Response surface methodology approach for optimization of simultaneous dye and metal ion ultrasound-assisted adsorption onto Mn doped Fe3O4-NPs loaded on AC: kinetic and isothermal studies.

In the present work, the usefulness of ultrasonic power as a dispersion and mixing tool to accelerate the adsorption of Safranin O (SO), methylene blue (MB), Pb(2+) ions and Cr(3+) ions onto the novel composite Fe3O4-NPs-AC adsorbent was investigated. This new material was extensively characterized and analyzed by different techniques such as XRD, FESEM, Raman spectroscopy and FT-IR. Central composite design (CCD) based on designed runs revealed that adsorbent mass, sonication time, MB concentration, SO concentration, Pb(2+) ion and Cr(3+) ion concentration and some of their interactions have significant contributions to the target compounds removal percentages. A combination of response surface methodology and Design-Expert software was used to qualify and estimate the influence and magnitude of each terms contribution to the response. An optimization study using the following investigated increments of the effective variables, adsorbent mass (0.01-0.03 g), sonication time (2-6 min), initial dye concentration (5-25 mg L(-1)), and initial metal ion concentration (20-60 mg L(-1)), revealed that fixing the experimental variables at 0.025 g of Mn-Fe3O4-NPs-AC, with a 3 min sonication time, and 20 mg L(-1) of MB, 10 mg L(-1) of SO, 38 mg L(-1) of Pb(2+) ions and 42 mg L(-1) of Cr(3+) ions at room temperature lead to the achievement of the best characteristics and performance.
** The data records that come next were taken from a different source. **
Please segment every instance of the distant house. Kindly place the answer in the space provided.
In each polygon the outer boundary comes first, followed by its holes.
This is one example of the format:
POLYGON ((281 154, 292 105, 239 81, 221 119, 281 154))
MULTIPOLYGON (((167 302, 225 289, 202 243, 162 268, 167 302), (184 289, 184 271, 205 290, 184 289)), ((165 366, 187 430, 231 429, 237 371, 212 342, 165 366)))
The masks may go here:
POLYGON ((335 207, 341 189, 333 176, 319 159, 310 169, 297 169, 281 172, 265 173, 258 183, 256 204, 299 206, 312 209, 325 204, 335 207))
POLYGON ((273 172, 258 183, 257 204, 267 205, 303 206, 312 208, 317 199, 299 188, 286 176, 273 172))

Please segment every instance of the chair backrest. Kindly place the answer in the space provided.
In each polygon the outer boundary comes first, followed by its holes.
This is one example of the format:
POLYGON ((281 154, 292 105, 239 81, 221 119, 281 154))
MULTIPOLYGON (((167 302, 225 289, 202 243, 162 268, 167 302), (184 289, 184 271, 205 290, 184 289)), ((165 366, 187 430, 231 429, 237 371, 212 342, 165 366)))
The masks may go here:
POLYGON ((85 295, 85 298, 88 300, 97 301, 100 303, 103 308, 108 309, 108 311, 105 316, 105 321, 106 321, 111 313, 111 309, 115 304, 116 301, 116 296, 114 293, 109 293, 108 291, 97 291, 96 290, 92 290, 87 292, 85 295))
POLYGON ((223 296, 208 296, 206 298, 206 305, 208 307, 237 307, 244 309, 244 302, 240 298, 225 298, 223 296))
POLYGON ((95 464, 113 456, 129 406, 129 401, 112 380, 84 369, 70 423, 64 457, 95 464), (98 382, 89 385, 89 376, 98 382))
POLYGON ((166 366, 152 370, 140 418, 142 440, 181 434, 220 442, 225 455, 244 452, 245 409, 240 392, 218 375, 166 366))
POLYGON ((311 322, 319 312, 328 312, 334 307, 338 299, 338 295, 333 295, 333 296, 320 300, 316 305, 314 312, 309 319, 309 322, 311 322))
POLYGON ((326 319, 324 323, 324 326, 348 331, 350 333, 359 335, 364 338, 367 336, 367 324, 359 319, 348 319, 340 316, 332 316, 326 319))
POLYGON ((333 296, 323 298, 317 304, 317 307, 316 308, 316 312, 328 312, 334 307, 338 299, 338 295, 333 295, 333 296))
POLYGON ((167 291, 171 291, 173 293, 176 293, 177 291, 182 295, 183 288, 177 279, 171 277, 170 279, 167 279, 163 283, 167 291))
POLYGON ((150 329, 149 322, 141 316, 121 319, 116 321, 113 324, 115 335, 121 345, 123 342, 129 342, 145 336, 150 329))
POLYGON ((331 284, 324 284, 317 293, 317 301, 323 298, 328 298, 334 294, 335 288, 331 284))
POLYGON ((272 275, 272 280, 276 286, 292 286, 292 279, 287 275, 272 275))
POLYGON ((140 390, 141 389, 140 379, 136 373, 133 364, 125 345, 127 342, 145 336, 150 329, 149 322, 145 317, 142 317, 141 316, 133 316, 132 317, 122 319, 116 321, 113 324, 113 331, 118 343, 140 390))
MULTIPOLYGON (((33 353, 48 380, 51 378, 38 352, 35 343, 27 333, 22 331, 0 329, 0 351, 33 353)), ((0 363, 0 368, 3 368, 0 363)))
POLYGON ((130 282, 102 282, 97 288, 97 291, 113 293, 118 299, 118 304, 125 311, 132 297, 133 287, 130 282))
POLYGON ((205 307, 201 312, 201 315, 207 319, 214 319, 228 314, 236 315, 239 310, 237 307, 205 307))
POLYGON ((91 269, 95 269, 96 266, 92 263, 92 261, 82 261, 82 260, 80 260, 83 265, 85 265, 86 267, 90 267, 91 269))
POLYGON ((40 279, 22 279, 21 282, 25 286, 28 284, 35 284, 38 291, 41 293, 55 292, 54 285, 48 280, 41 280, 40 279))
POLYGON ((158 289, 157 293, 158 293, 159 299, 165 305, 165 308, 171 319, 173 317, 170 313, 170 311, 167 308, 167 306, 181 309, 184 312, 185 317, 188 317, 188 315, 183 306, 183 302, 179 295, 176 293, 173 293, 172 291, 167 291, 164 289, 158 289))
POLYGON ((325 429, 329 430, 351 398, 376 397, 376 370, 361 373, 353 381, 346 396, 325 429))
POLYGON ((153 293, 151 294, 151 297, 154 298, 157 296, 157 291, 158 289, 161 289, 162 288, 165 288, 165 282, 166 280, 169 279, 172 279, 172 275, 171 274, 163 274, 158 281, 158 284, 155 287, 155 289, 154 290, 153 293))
Conduction of 32 experiments according to the limitations of CCD and a subsequent analysis of variance (ANOVA) gave useful information about the significant and also approximate contributions of each term (main and interaction of variables) in an empirical equation for the expected response. The results indicate that the R(2) values are more than 0.988 and the adjusted R(2) values are in reasonable agreement with R(2). Under the optimal conditions, the MB, SO, Pb(2+) ion and Cr(3+) ion removal efficiencies reached 99.54%, 98.87%, 80.25% and 99.54% after 3 min, while their equilibrium data with high performance can be represented by Langmuir isotherms and a pseudo second-order kinetic model. The maximum adsorption capacities for the single component system, 229.4 mg g(-1) for MB, 159.7 mg g(-1) for SO, 139.5 mg g(-1) for Pb(2+) ions and 267.4 mg g(-1) for Cr(3+) ions, support the high efficiency of Mn-Fe3O4-NPs-AC as a new adsorbent.